Dual role of α6β4 integrin in epidermal tumor growth:: Tumor-suppressive versus tumor-promoting function

An increased expression of the integrin alpha 6 beta 4 is correlated with a poor prognosis in patients with squamous cell carcinomas. However, little is known about the role of alpha 6 beta 4 in the early stages of tumor development. We have isolated cells from mouse skin (mouse tumor-initiating cells [mTICs]) that are deficient in both p53 and Smad4 and carry conditional alleles of the beta 4 gene (Itgb4). The mTICs display many features of multipotent epidermal stem cells and produce well-differentiated tumors after subcutaneous injection into nude mice. Deletion of Itgb4 led to enhanced tumor growth, indicating that alpha 6 beta 4 mediates a tumor-suppressive effect. Reconstitution experiments with beta 4-chimeras showed that this effect is not dependent on ligation of alpha 6 beta 4 to laminin-5, but on the recruitment by this integrin of the cytoskeletal linker protein plectin to the plasma membrane. Depletion of plectin, like that of beta 4, led to increased tumor growth.

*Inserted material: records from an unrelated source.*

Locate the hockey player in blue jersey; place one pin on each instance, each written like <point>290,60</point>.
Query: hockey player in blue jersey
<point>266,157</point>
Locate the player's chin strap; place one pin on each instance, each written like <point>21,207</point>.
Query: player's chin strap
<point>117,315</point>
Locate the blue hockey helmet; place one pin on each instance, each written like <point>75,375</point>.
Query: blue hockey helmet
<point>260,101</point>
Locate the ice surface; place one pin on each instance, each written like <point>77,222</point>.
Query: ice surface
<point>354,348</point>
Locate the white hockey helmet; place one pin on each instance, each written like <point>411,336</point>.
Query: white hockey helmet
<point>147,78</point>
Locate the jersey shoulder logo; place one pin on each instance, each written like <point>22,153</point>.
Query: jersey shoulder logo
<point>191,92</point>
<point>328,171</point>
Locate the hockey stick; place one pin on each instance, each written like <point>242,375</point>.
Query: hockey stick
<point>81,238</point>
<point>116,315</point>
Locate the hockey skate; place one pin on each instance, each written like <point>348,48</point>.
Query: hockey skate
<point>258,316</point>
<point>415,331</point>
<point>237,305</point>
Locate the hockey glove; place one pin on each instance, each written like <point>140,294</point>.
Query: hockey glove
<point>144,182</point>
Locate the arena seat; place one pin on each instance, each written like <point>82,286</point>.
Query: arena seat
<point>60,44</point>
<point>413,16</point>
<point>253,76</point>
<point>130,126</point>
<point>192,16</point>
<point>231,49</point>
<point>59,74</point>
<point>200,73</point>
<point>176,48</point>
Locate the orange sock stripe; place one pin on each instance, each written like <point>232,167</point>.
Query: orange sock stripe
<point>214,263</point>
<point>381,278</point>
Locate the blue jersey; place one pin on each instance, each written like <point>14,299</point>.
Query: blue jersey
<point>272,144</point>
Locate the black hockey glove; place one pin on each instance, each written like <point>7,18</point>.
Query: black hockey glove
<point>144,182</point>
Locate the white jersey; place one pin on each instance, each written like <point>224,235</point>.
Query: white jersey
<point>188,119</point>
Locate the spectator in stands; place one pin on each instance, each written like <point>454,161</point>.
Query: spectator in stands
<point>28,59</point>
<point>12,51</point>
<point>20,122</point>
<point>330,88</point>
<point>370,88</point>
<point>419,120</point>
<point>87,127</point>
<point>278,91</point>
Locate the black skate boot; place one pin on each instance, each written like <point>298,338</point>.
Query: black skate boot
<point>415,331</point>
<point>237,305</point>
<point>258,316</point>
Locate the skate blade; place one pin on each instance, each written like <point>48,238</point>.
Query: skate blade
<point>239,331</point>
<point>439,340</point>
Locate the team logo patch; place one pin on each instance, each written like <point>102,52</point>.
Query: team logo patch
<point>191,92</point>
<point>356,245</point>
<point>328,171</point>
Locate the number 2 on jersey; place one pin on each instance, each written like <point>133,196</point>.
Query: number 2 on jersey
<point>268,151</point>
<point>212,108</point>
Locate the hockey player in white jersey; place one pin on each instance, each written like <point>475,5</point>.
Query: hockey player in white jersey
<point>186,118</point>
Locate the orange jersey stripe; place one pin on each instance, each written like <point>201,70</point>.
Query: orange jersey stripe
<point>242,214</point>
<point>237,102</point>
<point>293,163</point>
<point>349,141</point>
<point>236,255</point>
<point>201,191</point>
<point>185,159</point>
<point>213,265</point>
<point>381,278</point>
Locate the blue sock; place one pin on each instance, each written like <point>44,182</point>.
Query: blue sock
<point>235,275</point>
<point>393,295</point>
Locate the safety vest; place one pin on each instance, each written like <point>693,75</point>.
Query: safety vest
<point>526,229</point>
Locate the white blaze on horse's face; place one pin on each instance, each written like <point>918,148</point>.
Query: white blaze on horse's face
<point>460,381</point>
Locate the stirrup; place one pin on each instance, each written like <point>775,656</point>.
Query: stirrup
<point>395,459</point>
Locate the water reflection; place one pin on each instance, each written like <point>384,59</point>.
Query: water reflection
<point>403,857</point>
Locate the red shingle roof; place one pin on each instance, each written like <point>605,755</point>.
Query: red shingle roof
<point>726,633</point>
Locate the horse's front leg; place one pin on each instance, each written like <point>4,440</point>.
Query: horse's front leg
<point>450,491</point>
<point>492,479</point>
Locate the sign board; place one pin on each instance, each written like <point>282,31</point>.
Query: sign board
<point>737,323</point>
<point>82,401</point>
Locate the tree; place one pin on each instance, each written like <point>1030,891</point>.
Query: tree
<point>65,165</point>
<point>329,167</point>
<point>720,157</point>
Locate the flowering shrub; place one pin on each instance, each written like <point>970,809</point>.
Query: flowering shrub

In contrast, when mTICs had been further transformed with oncogenic Ras, alpha 6 beta 4 stimulated tumor growth, as previously observed in human squamous neoplasms. Expression of different effector-loop mutants of Ras(v12) suggests that this effect depends on a strong activation of the Erk pathway. Together, these data show that depending on the mutations involved, alpha 6 beta 4 can either mediate an adhesion-independent tumor-suppressive effect or act as a tumor promotor.